Tuesday, March 19, 2013

Wrong Again - "No-show students missing a life lesson" (via @IrishTimes)

The "To Be Honest" (TBH) column in the Irish Times from the 5th March last blasts that our "third-level system is a bubble that is divorced from reality" and that students seem "to have no interest in what industrial leaders want from them". This moan is in response to a low turnout to an event organised by a "professional institution that works to further the sharing of engineering knowledge". Furthermore, the article goes on to bitch and moan that "third-level institutions do not seem to be too bothered about trying to give our graduates the type of insight needed to get gainful employment". Strong stuff indeed, and followed by what Louse Phelan of PayPal thundered last week about our graduates having a "sense of entitlement", it has so far been a month when our third-level sector is taking a battering.

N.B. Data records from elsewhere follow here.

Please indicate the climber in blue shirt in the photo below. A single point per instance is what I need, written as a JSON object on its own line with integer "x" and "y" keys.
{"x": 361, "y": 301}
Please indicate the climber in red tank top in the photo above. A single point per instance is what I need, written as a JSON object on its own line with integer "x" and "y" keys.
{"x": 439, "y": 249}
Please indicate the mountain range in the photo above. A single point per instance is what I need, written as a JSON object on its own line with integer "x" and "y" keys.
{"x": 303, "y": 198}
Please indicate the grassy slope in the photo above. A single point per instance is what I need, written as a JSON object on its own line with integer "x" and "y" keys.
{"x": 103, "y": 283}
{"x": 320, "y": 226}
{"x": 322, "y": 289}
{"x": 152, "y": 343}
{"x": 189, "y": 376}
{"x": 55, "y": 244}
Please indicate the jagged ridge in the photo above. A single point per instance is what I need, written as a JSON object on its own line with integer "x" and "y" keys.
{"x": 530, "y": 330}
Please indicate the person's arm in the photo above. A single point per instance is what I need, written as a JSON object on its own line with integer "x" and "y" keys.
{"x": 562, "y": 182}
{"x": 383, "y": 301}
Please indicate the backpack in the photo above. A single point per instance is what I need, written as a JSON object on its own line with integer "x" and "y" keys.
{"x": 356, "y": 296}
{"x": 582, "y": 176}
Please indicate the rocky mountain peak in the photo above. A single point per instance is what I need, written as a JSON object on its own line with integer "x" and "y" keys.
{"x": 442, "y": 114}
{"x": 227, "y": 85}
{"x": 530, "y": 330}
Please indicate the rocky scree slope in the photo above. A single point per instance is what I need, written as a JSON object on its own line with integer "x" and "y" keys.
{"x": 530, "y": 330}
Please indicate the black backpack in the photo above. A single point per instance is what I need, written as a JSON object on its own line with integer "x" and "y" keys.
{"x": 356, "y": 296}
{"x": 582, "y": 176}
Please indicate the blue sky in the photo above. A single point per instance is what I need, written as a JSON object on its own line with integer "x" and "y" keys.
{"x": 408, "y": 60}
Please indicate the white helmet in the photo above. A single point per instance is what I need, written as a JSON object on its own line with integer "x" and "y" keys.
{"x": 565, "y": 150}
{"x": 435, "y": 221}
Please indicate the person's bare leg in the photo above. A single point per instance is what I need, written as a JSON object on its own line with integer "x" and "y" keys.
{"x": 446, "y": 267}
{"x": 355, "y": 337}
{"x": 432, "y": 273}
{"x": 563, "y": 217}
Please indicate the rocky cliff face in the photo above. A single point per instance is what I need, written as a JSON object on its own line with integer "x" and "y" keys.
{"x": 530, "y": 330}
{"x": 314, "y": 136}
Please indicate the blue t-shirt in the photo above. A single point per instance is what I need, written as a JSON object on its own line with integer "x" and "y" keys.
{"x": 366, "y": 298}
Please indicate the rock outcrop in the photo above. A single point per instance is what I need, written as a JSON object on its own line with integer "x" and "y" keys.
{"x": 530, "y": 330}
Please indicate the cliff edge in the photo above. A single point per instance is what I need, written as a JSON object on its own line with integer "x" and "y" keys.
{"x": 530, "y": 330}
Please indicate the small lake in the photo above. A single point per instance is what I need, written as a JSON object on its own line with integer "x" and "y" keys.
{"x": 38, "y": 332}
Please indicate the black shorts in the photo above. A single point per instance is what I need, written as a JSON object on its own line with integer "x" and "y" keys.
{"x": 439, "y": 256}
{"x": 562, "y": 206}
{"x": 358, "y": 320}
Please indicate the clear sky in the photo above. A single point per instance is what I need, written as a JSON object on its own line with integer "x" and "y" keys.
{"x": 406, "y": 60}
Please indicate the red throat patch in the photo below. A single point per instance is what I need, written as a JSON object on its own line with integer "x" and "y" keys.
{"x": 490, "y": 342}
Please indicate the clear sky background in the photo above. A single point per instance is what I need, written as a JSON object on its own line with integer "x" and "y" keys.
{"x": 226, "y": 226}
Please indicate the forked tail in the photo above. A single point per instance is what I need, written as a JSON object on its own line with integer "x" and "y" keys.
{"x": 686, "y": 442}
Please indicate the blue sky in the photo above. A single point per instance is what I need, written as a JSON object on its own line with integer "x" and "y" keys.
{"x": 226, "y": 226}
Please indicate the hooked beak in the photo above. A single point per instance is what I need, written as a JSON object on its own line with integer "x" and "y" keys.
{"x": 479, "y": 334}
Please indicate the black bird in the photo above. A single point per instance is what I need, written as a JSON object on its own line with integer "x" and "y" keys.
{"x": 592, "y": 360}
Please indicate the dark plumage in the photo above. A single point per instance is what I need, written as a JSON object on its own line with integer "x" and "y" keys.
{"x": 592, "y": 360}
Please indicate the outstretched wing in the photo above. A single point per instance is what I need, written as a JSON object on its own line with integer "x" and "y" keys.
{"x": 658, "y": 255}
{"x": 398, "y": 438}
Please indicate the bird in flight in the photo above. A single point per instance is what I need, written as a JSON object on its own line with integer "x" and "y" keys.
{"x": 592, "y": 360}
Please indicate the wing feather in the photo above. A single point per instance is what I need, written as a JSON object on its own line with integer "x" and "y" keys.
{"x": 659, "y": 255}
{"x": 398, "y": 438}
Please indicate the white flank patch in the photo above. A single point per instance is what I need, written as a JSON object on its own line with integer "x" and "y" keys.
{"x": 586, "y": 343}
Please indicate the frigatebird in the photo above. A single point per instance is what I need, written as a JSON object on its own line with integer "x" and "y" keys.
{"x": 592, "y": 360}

Employers view of our graduates.
Image Source: WordWatch.com.
In my response to Louise Phelan: Why PayPal boss is wrong about our graduates, I pointed out that students of very mixed variety and ability arrive through our doors in first year and leave four years later a much different person than when they arrived. The TBH column moans further that the "private sector finance third-level education in Ireland" - of course this is only partially true as both public and private sectors fund education through taxes with a large dollop of help from the good people of Germany and the UK.

I'd first question how attractive the event organised by the TBH writer was to students in the first place. 70 registered and only 10 "bothered" to show up - this can't all be due to lack of interest by the students. Promoting events to third-level students is a very competitive space where there are lots of other attractions. So please, don't think that just because you organise an event that students will be packing your talks so that your ego does not get hurt. It is a tough task to get people to any type of event - try the following three tips: Promotion, Promotion, and Promotion.

To Be Honest, I am feed up of people bashing the third-level system and moaning that our graduates are not fit for purpose. The Sunday Times University Guide (2013) reports that the National College of Ireland with a rate of 96% is "best for employment" of all our Colleges (read more about this here). If our graduates are so bad, why are they being hired? We must be doing something right?

Finally, I'd really like to know what kind of activity did the Louise Phelans and the TBHs of this world do while they were at College. Were they model students? How easy/hard was it for them to find a job when they graduated? Did they go to all the employer events? Did they study all the skills necessary to succeed in the workplace? Were they 100% productive in their first day on the job?

"Let the person among you who is without sin be the first to throw a stone" (John 8:7).